In my younger days, I used to run with a pretty deep crew. Most of them were older and more experienced than me. Most were better looking and had more charisma then me. Emphasis on most. Not being the man was just fine. You’d be surprised at how many layups you’d get by just being. All of this happened on the basketball court as well. Anyways, with so much attention on the alphas, dudes like me would be afforded all sorts of opportunities to score. At some point, the stars would align and everything would come to a climax. Whether it be on the court or at the club, there’s always that moment. Last night, Clint Capela had his moment.
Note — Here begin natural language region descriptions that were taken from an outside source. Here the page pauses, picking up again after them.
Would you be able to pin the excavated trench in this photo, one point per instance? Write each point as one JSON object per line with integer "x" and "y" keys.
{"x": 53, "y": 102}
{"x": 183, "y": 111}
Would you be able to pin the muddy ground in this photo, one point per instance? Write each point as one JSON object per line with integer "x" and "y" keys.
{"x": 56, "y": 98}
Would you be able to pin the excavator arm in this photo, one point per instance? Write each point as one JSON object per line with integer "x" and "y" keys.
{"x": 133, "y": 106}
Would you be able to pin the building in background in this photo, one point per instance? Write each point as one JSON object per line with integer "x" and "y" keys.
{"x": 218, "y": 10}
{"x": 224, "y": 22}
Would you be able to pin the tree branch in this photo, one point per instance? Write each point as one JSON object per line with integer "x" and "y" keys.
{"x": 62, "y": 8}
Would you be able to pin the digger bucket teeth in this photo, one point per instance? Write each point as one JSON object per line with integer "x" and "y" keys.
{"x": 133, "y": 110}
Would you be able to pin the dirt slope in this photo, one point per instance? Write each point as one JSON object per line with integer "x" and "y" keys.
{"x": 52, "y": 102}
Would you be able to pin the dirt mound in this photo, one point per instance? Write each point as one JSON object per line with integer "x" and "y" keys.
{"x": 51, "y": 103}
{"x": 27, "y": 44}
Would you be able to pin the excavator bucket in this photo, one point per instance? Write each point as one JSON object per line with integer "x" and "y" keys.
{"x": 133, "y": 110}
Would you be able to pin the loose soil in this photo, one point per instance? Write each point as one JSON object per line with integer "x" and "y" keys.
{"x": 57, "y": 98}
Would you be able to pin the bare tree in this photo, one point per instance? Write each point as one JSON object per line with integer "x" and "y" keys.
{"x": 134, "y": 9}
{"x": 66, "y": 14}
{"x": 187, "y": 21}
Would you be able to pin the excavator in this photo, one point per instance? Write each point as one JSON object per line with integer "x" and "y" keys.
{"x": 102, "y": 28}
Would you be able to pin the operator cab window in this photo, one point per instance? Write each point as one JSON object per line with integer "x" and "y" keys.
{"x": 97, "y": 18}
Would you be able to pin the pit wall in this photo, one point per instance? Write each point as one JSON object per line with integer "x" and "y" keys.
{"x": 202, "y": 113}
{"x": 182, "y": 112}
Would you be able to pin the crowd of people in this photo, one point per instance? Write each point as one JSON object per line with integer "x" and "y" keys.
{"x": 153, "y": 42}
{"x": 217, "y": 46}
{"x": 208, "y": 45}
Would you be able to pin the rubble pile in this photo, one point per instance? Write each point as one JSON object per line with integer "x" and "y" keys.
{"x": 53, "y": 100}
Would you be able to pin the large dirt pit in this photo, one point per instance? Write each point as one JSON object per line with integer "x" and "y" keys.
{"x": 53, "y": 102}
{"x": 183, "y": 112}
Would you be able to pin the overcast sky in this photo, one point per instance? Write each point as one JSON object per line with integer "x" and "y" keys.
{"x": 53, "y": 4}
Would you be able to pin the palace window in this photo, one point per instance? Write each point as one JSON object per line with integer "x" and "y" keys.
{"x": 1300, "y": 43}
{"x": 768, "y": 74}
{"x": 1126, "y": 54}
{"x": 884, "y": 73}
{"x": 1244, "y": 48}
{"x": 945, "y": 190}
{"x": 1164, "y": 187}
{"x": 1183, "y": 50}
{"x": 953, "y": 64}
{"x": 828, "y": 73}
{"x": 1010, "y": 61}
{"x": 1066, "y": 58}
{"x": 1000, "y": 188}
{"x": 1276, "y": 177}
It was his first 20/20 game of the season and he actually hit his free throws. Chris Paul, James Harden, and Eric Gordon all had great games, but it was all about Capela last night. Now, most of his opportunities came because of all the attention given to the superstars on the team. No matter. Production is production. And that’s how it’s going to be all season. Capela is a top 30 fantasy player right now. Imagine if he shot better than 58% from the charity stripe.
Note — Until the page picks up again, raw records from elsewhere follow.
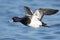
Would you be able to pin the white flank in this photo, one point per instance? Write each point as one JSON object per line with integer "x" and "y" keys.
{"x": 35, "y": 22}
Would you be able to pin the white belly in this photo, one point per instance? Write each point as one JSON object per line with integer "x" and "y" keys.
{"x": 35, "y": 24}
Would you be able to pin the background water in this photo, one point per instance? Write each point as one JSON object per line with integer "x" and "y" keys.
{"x": 18, "y": 31}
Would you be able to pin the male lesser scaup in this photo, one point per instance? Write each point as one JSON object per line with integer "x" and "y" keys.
{"x": 34, "y": 19}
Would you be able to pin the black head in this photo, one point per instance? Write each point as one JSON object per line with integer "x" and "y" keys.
{"x": 16, "y": 19}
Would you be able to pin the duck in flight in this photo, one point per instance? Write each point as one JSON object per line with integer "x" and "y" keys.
{"x": 34, "y": 19}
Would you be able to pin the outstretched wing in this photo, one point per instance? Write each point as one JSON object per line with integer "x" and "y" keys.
{"x": 48, "y": 11}
{"x": 28, "y": 11}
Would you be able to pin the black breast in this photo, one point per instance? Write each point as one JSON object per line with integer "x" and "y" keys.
{"x": 25, "y": 20}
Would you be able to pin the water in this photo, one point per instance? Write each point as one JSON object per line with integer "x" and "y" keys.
{"x": 18, "y": 31}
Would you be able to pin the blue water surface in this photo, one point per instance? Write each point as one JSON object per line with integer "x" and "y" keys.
{"x": 18, "y": 31}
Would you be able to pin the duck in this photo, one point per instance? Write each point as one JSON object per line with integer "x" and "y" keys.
{"x": 34, "y": 19}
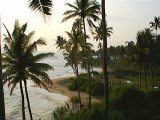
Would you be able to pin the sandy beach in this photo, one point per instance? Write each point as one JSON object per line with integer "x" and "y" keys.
{"x": 57, "y": 87}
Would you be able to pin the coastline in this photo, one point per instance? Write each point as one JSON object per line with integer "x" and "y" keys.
{"x": 63, "y": 90}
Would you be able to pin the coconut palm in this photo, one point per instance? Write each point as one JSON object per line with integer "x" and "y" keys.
{"x": 156, "y": 24}
{"x": 20, "y": 64}
{"x": 43, "y": 6}
{"x": 73, "y": 48}
{"x": 2, "y": 104}
{"x": 85, "y": 10}
{"x": 105, "y": 63}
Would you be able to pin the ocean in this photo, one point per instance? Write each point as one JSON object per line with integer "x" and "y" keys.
{"x": 42, "y": 102}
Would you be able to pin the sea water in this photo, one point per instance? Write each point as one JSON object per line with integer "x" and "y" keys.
{"x": 42, "y": 102}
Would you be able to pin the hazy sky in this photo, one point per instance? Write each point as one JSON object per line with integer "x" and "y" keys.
{"x": 125, "y": 16}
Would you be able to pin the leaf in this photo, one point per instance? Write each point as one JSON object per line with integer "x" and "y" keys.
{"x": 43, "y": 6}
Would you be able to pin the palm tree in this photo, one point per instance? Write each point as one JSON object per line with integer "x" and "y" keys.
{"x": 20, "y": 64}
{"x": 99, "y": 37}
{"x": 105, "y": 63}
{"x": 43, "y": 6}
{"x": 85, "y": 10}
{"x": 156, "y": 24}
{"x": 2, "y": 104}
{"x": 72, "y": 55}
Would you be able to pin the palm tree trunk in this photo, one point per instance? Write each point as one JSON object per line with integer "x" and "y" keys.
{"x": 2, "y": 103}
{"x": 27, "y": 97}
{"x": 105, "y": 64}
{"x": 145, "y": 78}
{"x": 152, "y": 77}
{"x": 78, "y": 84}
{"x": 88, "y": 66}
{"x": 140, "y": 81}
{"x": 23, "y": 106}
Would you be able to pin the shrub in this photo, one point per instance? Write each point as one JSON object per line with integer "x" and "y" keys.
{"x": 133, "y": 104}
{"x": 98, "y": 89}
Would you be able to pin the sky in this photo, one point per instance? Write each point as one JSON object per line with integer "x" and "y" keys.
{"x": 126, "y": 17}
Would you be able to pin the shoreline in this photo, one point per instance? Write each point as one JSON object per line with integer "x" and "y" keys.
{"x": 63, "y": 89}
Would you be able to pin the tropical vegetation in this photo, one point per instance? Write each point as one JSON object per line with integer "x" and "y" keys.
{"x": 20, "y": 63}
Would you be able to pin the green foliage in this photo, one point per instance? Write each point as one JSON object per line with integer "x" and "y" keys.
{"x": 98, "y": 88}
{"x": 135, "y": 104}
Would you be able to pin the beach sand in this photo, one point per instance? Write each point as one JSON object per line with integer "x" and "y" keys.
{"x": 63, "y": 89}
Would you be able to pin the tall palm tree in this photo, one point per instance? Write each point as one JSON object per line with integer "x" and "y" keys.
{"x": 99, "y": 37}
{"x": 85, "y": 10}
{"x": 20, "y": 64}
{"x": 73, "y": 48}
{"x": 43, "y": 6}
{"x": 156, "y": 24}
{"x": 105, "y": 63}
{"x": 2, "y": 104}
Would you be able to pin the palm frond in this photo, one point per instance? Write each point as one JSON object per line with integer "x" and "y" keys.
{"x": 43, "y": 6}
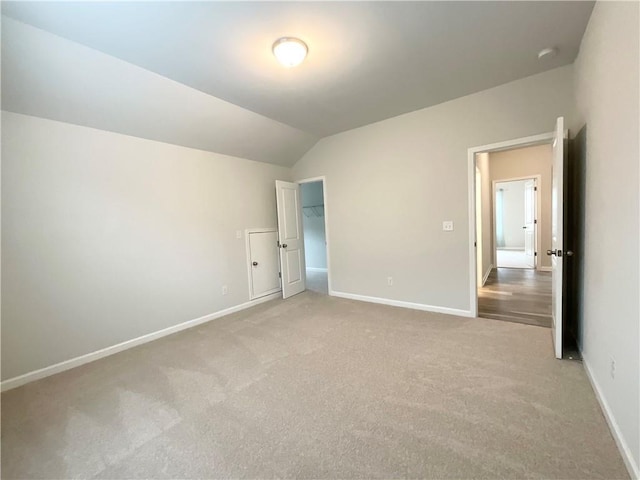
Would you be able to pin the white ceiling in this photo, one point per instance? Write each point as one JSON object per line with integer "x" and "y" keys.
{"x": 367, "y": 60}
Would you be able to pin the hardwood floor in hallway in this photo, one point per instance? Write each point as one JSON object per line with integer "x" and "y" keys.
{"x": 517, "y": 295}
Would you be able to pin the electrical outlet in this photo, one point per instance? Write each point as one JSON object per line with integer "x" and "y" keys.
{"x": 612, "y": 367}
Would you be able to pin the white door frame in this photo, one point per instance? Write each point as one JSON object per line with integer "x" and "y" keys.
{"x": 323, "y": 179}
{"x": 530, "y": 141}
{"x": 538, "y": 235}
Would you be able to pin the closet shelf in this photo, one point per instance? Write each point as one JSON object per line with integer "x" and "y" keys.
{"x": 313, "y": 211}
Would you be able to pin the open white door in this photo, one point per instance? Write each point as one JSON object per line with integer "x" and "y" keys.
{"x": 557, "y": 246}
{"x": 530, "y": 222}
{"x": 290, "y": 239}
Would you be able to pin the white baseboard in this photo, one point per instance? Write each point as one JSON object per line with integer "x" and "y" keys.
{"x": 400, "y": 303}
{"x": 625, "y": 451}
{"x": 486, "y": 275}
{"x": 105, "y": 352}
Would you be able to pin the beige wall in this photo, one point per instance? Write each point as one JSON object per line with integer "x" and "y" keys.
{"x": 524, "y": 162}
{"x": 391, "y": 184}
{"x": 107, "y": 237}
{"x": 607, "y": 100}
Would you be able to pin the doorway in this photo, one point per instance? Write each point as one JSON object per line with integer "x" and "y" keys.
{"x": 312, "y": 195}
{"x": 515, "y": 207}
{"x": 512, "y": 223}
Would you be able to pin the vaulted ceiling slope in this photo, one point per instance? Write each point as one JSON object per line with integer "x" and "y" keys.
{"x": 367, "y": 61}
{"x": 50, "y": 77}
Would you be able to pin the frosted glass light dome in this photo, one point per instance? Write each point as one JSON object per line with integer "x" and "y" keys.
{"x": 290, "y": 51}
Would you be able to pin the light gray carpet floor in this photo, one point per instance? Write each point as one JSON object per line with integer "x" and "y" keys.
{"x": 317, "y": 387}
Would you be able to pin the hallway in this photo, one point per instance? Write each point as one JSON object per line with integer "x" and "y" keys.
{"x": 517, "y": 295}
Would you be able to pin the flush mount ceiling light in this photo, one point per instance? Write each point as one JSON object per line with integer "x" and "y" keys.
{"x": 290, "y": 51}
{"x": 547, "y": 53}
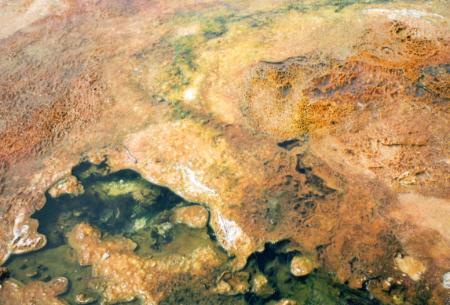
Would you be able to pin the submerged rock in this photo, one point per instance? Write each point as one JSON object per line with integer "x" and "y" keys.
{"x": 15, "y": 293}
{"x": 68, "y": 185}
{"x": 411, "y": 266}
{"x": 233, "y": 283}
{"x": 126, "y": 275}
{"x": 83, "y": 299}
{"x": 194, "y": 216}
{"x": 261, "y": 286}
{"x": 302, "y": 265}
{"x": 284, "y": 302}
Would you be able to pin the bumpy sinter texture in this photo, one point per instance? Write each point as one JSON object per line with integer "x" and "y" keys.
{"x": 325, "y": 123}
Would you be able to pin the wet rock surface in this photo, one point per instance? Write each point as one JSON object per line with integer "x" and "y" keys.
{"x": 192, "y": 216}
{"x": 269, "y": 114}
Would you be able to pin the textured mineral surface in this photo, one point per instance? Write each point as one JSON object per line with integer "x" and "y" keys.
{"x": 321, "y": 127}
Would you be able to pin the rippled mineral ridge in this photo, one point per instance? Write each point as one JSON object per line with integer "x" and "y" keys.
{"x": 312, "y": 129}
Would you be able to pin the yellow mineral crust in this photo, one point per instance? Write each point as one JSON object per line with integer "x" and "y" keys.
{"x": 125, "y": 275}
{"x": 37, "y": 292}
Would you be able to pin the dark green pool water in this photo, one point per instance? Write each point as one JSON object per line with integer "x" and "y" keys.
{"x": 123, "y": 203}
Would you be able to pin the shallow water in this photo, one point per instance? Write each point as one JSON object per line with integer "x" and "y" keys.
{"x": 124, "y": 204}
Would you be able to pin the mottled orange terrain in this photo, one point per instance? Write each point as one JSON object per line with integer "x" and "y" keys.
{"x": 290, "y": 129}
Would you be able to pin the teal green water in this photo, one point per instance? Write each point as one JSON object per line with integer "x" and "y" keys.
{"x": 123, "y": 203}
A capella music is singing without instrumental accompaniment. According to choraldirectormag.com, here’s what’s needed to create an a capella group: soloist, great bass, original music, time together, and momentum. That basically describes the Houston Rockets. Let’s break it down. Mike D’Antoni doesn’t micromanage possessions like some coaches. Things flow naturally. Soloist. James Harden. Great bass, the voice that’s low and powerful. Clint Capela fills that role by battling down low and doing the dirty work on the glass. Original music. Mike D’Antoni’s “Seven Seconds or Less” offense from the Phoenix days combined with the analytics of Daryl Morey equals “Game the Math.” Time together. Self explanatory. Momentum. The Rockets offense in a nutshell. Yesterday’s game against the Indiana Pacers was a microcosm of the synergy they’ve displayed all season enroute to an 11-3 record, with six victories in a row. Harden led the way with 26 points, five boards, 15 dimes, and two steals. Capela provided the base with 20 points, 17 boards, one dime, and one block. Eric Gordon filled his gunner role by hoisting up 11 downtowners. He finished with 21 points, one board, four dimes, two steals, and one block. If this was college, you’d think he was trying to get laid. Trevor Ariza scored 15 points, grabbed five boards, dished out a dime, and pilfered two. He’s Mr. Versatility. Can hit the high, low, and middle notes. Luc Mbah a Moute and P.J. Tucker provide toughness while still being an offensive threat. It’s going to be interesting when Chris Paul returns to the fray.